El australiano Kyle Wirth ha sido condenado por fabricar las partes necesarias para armar una pistola en una impresora 3D. Solo le faltaba el cañón y un resorte, dos piezas que la policía montó para probar que el arma podía disparar y matar a una persona. El abogado de Wirth ha alegado que la única motivación que movía a su defendido era la curiosidad por los compuestos que se emplean en esta tecnología. Curiosa defensa cuando la curiosidad puede acabar matando más que al gato.
Una pistola impresa en casa no tiene un número de serie ni ninguna otra identificación. Está hecha de plástico casi al completo, lo que significa que puede evadir la vigilancia de los arcos de seguridad. Y sus planos pueden compartirse por internet impunemente… excepto si se hace una ley que persiga la posesión de este tipo de planos, como en el estado australiano de Nueva Gales del Sur. Pero no todos los estados, ni los países, siguen la misma estrategia.
La ley del país establece que es ilegal fabricar armas sin licencia, ya sea con una impresora 3D o no, y eso parece ser suficiente. Pero quizá la ley debería avanzar en las prohibiciones relacionadas con el uso de las impresoras 3D para experimentos como el de Wirth. Porque “esto es solo el principio”, ha lamentado la jueza del caso, Katherine McGuinness.

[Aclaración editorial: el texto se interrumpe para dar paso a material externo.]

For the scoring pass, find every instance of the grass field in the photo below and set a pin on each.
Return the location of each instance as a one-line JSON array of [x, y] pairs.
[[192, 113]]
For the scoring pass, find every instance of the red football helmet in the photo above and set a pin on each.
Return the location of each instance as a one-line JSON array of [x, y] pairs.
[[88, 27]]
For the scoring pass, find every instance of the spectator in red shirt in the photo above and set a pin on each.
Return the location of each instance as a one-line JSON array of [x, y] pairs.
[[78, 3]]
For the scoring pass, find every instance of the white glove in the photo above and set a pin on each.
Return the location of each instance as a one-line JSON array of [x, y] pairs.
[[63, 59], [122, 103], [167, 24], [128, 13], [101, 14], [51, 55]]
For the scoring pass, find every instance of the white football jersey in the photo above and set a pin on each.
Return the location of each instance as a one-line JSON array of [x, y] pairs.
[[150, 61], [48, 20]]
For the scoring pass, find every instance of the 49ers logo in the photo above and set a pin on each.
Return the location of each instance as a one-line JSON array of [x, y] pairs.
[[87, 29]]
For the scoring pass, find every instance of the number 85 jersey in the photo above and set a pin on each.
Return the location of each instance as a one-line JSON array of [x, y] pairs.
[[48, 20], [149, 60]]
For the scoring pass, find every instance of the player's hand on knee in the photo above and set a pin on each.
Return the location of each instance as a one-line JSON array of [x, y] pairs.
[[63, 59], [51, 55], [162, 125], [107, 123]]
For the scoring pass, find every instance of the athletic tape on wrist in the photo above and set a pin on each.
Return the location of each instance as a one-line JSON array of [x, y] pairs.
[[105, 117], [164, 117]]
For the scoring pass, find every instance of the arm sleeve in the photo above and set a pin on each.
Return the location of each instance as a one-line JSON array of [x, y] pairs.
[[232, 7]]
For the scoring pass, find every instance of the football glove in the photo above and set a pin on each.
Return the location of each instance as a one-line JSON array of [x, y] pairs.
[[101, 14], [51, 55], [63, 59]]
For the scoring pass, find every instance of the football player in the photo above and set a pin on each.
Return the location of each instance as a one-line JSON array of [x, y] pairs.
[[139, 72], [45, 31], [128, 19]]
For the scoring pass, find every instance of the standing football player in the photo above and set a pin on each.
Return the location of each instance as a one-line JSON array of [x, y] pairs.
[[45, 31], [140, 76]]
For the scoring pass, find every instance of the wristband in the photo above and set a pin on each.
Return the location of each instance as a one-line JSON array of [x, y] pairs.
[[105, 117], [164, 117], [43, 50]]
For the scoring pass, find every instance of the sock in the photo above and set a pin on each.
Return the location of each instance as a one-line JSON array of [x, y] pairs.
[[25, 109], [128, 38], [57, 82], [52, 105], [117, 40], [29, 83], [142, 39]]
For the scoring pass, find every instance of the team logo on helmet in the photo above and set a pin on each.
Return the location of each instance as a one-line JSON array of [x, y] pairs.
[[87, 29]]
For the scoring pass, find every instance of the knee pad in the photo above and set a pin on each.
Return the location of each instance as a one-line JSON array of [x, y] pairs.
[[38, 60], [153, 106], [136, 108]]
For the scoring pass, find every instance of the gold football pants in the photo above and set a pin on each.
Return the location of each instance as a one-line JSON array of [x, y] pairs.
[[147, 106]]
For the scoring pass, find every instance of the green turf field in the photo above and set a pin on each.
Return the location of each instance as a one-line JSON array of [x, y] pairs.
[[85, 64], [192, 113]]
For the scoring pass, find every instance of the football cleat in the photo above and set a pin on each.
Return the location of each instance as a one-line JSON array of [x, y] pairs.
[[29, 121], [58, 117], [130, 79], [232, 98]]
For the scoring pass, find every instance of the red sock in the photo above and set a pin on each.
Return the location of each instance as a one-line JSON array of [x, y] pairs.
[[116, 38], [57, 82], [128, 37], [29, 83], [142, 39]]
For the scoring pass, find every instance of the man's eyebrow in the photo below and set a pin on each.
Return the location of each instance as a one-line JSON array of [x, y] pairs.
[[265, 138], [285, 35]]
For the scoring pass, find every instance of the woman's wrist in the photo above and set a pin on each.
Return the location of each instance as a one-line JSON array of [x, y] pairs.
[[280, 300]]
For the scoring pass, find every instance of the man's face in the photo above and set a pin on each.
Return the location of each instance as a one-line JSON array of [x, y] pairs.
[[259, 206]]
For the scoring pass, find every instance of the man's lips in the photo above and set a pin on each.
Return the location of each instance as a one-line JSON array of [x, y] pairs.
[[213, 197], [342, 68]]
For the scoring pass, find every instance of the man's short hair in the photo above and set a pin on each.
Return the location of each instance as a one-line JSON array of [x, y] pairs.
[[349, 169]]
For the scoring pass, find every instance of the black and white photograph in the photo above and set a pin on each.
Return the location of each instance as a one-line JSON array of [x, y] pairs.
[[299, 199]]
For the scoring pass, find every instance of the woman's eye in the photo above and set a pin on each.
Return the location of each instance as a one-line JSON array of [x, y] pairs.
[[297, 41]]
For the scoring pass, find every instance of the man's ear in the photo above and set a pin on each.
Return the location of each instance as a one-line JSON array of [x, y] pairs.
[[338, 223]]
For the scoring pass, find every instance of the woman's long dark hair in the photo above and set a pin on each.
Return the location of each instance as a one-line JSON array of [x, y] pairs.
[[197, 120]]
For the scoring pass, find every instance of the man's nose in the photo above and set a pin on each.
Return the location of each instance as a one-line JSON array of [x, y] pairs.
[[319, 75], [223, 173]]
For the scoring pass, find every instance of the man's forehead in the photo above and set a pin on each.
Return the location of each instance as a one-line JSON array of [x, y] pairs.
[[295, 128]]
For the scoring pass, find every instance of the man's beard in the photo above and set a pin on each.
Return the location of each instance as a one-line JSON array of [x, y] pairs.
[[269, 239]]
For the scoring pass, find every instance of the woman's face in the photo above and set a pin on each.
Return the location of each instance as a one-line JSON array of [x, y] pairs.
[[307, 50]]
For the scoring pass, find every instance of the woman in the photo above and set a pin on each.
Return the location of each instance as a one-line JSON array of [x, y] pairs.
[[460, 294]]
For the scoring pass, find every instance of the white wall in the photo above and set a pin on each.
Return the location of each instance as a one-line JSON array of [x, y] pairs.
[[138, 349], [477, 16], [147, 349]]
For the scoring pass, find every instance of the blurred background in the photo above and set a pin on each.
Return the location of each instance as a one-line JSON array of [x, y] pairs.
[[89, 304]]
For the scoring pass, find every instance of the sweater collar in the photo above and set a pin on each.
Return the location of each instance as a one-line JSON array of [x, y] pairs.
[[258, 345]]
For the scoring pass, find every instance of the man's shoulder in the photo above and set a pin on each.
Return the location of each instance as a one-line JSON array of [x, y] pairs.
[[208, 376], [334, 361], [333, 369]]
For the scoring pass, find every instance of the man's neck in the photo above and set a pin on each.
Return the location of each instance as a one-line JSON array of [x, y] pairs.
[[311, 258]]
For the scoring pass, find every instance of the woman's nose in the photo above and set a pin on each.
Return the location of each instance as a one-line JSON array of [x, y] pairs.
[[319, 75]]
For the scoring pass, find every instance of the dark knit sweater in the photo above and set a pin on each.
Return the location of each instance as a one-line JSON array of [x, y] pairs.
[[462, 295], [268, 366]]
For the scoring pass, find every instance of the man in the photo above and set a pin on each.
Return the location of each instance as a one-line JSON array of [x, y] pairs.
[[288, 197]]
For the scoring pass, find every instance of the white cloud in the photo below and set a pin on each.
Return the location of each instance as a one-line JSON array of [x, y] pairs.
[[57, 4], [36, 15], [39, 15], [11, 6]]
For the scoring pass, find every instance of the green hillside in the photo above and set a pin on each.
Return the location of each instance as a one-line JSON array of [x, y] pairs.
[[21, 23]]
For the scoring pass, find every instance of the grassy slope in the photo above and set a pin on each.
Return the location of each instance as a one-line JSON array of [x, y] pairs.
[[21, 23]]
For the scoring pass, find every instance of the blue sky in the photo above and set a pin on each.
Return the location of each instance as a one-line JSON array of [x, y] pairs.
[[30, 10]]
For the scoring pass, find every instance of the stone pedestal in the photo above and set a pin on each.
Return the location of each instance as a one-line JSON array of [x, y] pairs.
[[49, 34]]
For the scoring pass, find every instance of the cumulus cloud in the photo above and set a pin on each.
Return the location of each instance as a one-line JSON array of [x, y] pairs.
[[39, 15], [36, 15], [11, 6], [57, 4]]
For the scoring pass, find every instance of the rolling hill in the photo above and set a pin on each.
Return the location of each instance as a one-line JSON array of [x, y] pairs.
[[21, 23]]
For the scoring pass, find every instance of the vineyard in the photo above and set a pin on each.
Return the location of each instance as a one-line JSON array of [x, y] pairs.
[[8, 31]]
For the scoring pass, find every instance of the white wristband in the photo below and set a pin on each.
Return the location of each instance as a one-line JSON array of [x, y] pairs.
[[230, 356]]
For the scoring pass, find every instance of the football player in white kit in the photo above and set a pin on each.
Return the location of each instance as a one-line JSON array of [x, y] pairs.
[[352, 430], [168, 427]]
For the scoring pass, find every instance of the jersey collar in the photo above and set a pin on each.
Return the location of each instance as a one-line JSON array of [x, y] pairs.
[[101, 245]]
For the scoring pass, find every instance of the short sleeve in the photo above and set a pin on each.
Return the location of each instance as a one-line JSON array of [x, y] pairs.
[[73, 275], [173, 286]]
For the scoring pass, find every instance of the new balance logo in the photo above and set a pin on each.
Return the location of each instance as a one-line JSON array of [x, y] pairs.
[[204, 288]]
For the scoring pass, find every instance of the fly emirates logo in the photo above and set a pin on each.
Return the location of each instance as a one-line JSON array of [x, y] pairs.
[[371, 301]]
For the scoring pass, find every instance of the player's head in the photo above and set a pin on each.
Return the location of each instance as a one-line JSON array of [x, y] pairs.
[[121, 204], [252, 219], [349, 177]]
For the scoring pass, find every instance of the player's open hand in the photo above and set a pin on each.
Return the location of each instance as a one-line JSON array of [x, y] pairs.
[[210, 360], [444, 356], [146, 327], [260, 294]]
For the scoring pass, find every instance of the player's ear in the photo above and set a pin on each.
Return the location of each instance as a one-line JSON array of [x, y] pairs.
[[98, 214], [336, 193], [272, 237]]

Afortunadamente, aún deben superarse varios escollos para que las armas impresas funcionen eficazmente. Los materiales que se emplean para imprimir objetos pueden hacer que las armas sean más peligrosas para quien dispara con ellas que para los demás, y estos dispositivos no imprimen el metal del que se hacen las balas. Pero casos como el del curioso australiano demuestran que es una de las amenazas más alarmantes a las que la ley debe hacer frente, quizá investigando el historial de las impresoras y registrando las personas que compran determinados compuestos.